Die vielleicht dysfunktionalste Form auf Kritik zu reagieren, vereint die aggressive und die passive Strategie und potentiert diese noch. Dabei reagiert der Kritisierte zunächst passiv: Er entschuldigt sich und verspricht, sein Verhalten zu ändern. Statt sein Versprechen einzulösen, rächt sich der Kritisierte jedoch, in dem er – bewusst oder unbewusst – versteckt aggressiv handelt. Etwa, in dem er weiter so handelt wie bisher oder andere Wege findet, um es dem Kritiker scheinbar aus einem Missverständnis heraus, heimzuzahlen.

Beispielsweise könnte eine Frau ihren Mann kritisieren, weil er nie die Wäsche macht. Der Mann verspricht, sich das nächste Mal um die Wäsche zu kümmern, mischt aber Bunt- und Weißwäsche, sodass die weiße Lieblingsbluse der Frau hoffnungslos verfärbt. Als die Frau darauf wütend reagiert, entschuldigt der Mann sich erneut. Und fügt hinzu, dass – wenn es ihr so wichtig ist – sie besser selber die Wäsche macht.

Dem passiv-aggressiv Handelnden ist bei seinen Handlungen bzw.

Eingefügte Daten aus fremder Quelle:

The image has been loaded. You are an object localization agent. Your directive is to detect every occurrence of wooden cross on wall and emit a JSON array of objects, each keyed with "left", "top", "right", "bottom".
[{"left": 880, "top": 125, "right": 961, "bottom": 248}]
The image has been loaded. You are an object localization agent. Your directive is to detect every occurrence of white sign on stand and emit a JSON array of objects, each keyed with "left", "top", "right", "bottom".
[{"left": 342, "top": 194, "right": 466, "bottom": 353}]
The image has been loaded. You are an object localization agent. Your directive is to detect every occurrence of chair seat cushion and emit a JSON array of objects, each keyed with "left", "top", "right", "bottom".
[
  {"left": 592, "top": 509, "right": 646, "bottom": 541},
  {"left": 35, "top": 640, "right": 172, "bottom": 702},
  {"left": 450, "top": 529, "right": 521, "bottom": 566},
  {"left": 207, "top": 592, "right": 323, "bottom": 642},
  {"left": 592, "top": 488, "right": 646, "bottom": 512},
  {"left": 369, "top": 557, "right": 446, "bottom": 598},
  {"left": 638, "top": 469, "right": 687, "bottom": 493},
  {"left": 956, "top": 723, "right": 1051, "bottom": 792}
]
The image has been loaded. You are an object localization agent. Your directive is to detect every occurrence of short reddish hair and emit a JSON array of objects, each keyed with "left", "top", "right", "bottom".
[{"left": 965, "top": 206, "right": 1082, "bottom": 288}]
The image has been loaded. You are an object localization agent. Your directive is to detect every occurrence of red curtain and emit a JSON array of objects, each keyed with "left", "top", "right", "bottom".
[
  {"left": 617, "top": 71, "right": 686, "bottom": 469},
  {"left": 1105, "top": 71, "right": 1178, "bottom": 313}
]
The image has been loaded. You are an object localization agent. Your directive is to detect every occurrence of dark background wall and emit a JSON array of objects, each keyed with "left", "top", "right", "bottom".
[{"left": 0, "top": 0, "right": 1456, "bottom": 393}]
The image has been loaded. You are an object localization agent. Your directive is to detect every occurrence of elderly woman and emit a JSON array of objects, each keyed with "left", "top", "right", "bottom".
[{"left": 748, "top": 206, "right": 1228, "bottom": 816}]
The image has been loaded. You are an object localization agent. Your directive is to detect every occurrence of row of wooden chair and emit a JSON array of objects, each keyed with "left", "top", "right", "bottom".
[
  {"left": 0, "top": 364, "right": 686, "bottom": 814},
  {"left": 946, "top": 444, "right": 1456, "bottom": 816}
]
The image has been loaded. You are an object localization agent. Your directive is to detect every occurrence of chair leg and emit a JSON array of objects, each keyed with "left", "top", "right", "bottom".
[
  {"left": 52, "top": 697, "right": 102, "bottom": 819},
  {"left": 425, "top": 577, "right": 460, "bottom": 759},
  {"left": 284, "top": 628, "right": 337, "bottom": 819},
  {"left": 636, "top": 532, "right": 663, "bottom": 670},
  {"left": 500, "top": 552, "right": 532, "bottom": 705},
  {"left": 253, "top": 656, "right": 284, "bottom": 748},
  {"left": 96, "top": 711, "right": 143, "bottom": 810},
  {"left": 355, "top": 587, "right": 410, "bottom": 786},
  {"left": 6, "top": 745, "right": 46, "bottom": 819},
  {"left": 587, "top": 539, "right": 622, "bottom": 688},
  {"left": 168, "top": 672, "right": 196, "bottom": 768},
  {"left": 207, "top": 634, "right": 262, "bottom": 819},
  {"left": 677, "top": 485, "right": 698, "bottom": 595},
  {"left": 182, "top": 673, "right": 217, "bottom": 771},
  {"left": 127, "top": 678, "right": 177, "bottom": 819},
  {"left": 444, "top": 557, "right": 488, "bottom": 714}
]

Unterlassungen oft nicht wirklich bewusst, dass er aggressiv handelt. Im Gegenteil: Menschen, die diesen Reaktionsstil wählen, haben häufig eine tiefe Abneigung gegen Aggressivität, sodass sie ihre aggressiven Tendenzen unbedingt vor sich selbst verstecken müssen. 

Genau diese Tatsache macht es jedoch auch so schwierig, eine neue Reaktionsweise zu wählen, obwohl dieser Reaktionsstil gleich doppelt schädlich für das eigene Selbstwertgefühl ist. Erstens geben sie dem Kritisierten uneingeschränkt in ihrem vermeintlichen Mangel Recht und zweitens lehnen sie sich selbst ab, den auch wenn die Racheakte aus dem Bewusstsein verdrängt werden, so sind sich passiv-aggressiv Handelnde dennoch unbewusst klar über ihr Verhalten.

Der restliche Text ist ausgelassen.